Sunday, November 29, 2009

Everyone knows, they say

Common knowledge is a complex thing. Defining it is difficult, and applying specific bits of information to belong to that definition, once you find one, is even harder. What can you assume people already know? Should you aim high or low? The pros and cons can be heavy stuff, for either.

If you assume a lot of knowledge on the part of your audience, you can cause people to learn by making them look things up. Or make them angry that you are being pretentious and arrogant, and throw down your writing in disgust.

And writing down, explaining things overmuch, might make sure that everyone understands, but is no better because then you're talking down to the rest who already know the information, or boring them. This comes up when you write a paper on a specialized subject, or just when you're talking to people you don't know well.
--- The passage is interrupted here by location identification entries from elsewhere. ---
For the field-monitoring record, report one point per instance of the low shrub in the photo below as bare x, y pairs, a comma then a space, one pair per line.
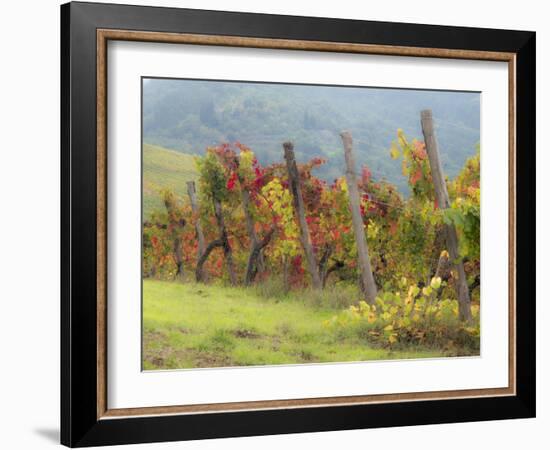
413, 316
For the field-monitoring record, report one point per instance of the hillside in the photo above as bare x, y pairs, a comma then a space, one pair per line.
163, 168
189, 115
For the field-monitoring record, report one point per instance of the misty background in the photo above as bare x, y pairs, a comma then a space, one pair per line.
190, 115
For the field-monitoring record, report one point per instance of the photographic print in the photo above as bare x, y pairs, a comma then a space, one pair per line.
302, 224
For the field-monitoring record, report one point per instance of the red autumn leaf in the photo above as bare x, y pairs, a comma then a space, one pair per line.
417, 176
231, 181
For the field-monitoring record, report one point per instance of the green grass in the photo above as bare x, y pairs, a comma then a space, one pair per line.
188, 325
164, 168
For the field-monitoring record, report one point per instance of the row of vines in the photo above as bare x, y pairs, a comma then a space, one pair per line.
243, 223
"Everyone knows science fiction is dying. Everyone knows science fiction is doing just fine, even thriving. Everyone knows the future of science fiction is in debate. Everyone knows the future of science fiction has shifted into YA while most people weren't paying attention."

You can find all of this as "everyone knows." See the problem?

And don't forget the dreaded "They say". English teachers hate to see it, don't they? Not just the teachers, though. You yell at your friend, "Who says? What's your source?" And in reply, you recieve only the nebulous "I don't know, everyone"- the ghostly archetype haunting the societal zeitgeist. Frustrating.